The Ontology learning process consists of six Rs:

They are explained as followed:

  • Retrieve: The knowledge assets are retrieved from the web and application sources from the domain specific stores using web crawls and protocol-based application access. The domain specific terms and axioms are extracted with a calculation of TF/IDF values and by the application of the C-Value / NC Value methods. Commonly used clustering techniques are utilized and the statistical similarity measures are applied on the extracted textual representations of the knowledge assets.
  • Refine: The assets are cleansed and pruned to improve signal to noise ratio. Here, an algorithmic approach is taken for refinement. In the refinement step, the terms are grouped corresponding to concepts within the knowledge assets.
  • Represent: In this step, the Ontology learning system arranges the concepts in a hierarchical structure using the unsupervised clustering method (at this point, understand this as a machine learning approach for the segmentation of the data; we will cover the details of unsupervised learning algorithms in the next chapter).

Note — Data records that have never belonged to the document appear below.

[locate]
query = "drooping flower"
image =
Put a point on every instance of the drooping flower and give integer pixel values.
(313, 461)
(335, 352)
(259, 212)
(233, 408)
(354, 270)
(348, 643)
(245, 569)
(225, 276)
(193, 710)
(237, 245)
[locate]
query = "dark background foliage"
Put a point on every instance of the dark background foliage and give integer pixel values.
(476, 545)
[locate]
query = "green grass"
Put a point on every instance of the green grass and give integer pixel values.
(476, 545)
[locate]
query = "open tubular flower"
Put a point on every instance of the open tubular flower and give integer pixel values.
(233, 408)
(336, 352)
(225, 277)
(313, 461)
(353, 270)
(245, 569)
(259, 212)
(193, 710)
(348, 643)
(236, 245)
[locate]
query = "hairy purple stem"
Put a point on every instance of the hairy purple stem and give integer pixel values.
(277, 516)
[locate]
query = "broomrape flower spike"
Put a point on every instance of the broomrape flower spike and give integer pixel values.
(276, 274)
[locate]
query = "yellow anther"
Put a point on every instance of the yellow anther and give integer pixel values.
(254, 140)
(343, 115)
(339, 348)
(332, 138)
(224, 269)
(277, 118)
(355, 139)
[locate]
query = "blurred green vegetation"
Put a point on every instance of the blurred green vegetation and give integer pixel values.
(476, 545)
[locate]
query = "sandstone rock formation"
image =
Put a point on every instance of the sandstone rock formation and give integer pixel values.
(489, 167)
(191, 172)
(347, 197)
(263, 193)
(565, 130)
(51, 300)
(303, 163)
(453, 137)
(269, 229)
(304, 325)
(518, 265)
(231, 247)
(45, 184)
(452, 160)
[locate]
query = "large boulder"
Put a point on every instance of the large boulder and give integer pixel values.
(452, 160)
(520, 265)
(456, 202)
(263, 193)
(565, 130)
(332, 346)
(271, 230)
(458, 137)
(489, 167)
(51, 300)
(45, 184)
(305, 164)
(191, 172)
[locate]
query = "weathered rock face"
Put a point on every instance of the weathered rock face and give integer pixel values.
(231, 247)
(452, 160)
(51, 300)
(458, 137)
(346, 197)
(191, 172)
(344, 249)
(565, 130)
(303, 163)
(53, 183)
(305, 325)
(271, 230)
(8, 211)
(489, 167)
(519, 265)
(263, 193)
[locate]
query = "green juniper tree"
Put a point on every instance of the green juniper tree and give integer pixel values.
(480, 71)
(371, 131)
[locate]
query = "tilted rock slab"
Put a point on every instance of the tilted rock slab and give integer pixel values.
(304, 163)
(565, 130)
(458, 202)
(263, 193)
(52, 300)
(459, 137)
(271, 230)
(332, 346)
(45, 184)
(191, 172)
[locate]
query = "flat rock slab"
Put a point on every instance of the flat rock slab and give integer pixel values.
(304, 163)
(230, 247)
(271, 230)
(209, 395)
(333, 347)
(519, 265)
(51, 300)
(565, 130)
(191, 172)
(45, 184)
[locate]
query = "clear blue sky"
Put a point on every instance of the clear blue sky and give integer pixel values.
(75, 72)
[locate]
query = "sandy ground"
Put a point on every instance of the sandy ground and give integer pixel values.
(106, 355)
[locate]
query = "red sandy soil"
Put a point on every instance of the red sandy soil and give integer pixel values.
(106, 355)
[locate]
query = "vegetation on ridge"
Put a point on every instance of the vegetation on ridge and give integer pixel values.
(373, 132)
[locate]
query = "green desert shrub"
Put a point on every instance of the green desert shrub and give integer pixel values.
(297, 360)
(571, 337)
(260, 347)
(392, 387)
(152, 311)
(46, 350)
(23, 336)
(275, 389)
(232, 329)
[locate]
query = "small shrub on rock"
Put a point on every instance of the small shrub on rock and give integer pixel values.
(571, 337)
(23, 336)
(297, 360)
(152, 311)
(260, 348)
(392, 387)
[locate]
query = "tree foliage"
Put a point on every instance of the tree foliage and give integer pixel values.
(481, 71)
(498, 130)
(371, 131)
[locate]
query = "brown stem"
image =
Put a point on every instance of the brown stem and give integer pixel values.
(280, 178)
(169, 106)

  • Re-align: This is a type of post-processing step that involves collaboration with the domain experts. At this point, the hierarchies are realigned for accuracy. The Ontologies are aligned with instances of concepts and corresponding attributes along with cardinality constraints (one-to-one, one-to-many, and so on). The rules for defining the syntactic structure are defined in this step.
  • Reuse: In this step, similar domain-specific Ontologies with connection endpoints are reused, and synonyms are defined in order to avoid parallel representations of the same concepts, which are finalized across other Ontology definitions.
  • Release: In this step, the Ontologies are released for generic use and further evolution.